Developer tools
Developer docs cover the surfaces you use to connect software to the workspace: MCP, CLI, API keys, REST API, JavaScript SDK, OAuth apps, and webhooks.
Agent execution has its own section. If you are sending work to an app, running local workers, building a local agent, or building a cloud agent, start with Agent workflows. For the product model behind those handoffs, use Spec-driven development.
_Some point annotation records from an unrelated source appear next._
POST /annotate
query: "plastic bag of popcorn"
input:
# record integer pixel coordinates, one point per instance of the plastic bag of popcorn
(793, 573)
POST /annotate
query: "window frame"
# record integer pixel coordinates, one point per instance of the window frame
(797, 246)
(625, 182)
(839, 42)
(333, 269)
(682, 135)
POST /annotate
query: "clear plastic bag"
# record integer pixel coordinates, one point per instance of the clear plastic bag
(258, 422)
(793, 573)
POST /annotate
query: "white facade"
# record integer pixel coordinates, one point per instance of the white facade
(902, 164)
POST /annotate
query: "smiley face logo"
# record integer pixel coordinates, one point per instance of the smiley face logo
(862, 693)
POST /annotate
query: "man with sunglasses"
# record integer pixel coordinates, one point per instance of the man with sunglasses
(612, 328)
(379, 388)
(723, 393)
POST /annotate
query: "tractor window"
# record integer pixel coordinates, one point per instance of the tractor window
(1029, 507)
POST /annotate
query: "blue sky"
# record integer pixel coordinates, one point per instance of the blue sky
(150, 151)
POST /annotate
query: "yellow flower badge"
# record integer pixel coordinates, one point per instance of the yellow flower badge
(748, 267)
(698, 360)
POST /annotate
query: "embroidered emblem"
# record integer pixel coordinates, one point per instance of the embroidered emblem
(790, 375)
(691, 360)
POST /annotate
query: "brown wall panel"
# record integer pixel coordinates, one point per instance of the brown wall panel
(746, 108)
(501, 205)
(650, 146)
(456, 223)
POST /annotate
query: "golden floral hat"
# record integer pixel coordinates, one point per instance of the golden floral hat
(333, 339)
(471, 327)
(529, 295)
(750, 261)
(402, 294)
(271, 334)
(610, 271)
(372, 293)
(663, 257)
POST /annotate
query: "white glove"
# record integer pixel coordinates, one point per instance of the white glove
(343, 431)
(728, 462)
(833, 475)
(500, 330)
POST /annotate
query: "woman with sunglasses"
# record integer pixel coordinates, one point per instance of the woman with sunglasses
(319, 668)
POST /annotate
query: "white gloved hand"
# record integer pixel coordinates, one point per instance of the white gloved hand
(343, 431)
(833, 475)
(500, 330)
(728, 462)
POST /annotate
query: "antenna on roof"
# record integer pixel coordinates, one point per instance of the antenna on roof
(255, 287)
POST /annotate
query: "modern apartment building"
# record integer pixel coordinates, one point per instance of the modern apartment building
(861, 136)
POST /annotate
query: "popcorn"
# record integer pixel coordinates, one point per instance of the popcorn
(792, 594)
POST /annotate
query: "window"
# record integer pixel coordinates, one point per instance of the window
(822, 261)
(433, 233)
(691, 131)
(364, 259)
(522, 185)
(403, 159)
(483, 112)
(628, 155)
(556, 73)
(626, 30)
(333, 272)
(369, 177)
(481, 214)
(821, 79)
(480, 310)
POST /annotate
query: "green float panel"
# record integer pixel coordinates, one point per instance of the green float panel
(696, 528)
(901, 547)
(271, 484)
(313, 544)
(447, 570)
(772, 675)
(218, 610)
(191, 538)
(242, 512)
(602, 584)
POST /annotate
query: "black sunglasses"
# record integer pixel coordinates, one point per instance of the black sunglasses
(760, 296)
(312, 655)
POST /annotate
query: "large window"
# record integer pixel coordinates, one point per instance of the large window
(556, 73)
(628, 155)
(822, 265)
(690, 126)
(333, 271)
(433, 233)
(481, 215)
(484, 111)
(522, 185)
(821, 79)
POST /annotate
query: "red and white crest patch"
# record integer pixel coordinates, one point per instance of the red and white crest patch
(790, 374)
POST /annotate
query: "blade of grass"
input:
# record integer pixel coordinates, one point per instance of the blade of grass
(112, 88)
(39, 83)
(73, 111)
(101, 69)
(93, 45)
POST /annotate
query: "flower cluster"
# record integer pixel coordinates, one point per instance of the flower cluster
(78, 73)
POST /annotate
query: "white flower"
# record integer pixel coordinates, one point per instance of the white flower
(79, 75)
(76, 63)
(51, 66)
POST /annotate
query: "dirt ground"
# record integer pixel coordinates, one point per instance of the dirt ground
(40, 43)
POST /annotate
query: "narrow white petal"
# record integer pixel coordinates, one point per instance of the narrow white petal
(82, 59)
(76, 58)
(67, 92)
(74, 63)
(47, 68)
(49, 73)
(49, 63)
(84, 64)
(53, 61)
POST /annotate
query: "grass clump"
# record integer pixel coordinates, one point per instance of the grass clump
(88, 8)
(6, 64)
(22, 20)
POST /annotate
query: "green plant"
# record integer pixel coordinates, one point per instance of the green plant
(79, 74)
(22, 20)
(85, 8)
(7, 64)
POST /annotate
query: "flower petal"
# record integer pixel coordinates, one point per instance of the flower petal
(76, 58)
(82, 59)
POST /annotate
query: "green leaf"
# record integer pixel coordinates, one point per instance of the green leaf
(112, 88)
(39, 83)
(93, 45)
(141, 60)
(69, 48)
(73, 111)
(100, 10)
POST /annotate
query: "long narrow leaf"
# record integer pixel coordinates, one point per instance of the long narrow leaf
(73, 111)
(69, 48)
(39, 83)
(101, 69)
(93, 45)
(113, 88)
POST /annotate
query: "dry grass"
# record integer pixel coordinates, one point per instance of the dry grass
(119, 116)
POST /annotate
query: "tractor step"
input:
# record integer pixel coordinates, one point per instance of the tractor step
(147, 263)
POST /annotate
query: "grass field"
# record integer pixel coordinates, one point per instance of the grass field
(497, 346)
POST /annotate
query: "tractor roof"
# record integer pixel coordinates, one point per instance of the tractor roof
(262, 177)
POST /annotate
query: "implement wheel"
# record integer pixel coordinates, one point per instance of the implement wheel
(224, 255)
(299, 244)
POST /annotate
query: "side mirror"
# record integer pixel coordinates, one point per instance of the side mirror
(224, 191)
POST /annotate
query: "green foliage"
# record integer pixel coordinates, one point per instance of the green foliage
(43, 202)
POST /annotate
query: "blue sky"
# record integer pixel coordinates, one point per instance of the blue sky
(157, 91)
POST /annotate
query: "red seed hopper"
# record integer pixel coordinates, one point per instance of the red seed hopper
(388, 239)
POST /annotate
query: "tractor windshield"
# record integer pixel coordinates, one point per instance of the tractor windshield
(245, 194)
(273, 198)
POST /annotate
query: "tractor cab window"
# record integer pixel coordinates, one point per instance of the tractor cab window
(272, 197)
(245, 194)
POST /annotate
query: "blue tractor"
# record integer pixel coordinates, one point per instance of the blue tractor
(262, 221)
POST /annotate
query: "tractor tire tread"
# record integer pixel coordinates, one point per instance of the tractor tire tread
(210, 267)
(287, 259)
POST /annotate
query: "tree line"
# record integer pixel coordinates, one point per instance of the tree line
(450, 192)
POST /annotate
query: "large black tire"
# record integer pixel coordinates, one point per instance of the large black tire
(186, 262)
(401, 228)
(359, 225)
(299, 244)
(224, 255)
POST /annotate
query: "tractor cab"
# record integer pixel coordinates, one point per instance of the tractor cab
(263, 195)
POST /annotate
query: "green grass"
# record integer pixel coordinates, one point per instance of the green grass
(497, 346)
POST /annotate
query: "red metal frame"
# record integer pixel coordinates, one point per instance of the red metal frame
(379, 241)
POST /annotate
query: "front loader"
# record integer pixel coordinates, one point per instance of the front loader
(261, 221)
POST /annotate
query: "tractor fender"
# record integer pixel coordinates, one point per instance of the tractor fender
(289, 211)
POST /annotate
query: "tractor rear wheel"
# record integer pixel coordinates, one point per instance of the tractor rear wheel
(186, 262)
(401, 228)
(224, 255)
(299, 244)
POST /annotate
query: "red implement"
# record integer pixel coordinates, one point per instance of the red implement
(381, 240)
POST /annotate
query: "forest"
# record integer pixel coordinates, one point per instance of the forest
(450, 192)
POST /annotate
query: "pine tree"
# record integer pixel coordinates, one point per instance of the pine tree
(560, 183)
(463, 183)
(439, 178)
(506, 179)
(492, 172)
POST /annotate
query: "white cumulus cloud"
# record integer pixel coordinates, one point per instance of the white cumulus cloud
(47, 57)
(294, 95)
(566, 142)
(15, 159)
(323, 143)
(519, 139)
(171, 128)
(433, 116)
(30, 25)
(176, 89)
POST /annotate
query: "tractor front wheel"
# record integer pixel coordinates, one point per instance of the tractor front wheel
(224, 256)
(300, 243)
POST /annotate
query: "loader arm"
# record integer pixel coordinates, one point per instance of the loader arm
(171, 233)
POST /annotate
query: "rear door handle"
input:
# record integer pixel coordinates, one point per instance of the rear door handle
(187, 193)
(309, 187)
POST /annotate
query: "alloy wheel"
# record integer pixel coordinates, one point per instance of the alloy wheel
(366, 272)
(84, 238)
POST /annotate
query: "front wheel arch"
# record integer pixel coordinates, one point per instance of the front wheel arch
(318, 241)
Use the API reference for endpoint schemas, request fields, response fields, and webhook event payloads.
Pick the right surface
| Surface | Use it for |
|---|---|
| MCP | Connect AI assistants to workspace context and tools. |
| CLI | Work from the terminal, inspect work, send items to coding tools, and run local Codex workers. |
| API Keys | Authenticate trusted server-side API and SDK calls for one workspace. |
| REST API | Read and update workspace data from services, scripts, and CI. |
| JavaScript SDK | Use generated TypeScript clients and types from Node.js. |
| OAuth Apps | Add Log in with One Horizon or Connect One Horizon to an app that needs user-approved workspace access. |
| Webhooks | Notify a service when workspace events happen. |
Building an agent?
The same developer surfaces can support an agent integration: OAuth for user-approved workspace access, the REST API or SDK for calls, and webhooks for cloud notifications.
Keep the agent model in the Agents section. Use Build a Local Agent for private local execution, Build a Cloud Agent for an agent that stays online and can be shared by a team, and Agent Sessions for sessions, claims, activities, stale handling, and completion behavior.
Use the API reference when you need exact endpoints, schemas, webhook event types, or error shapes.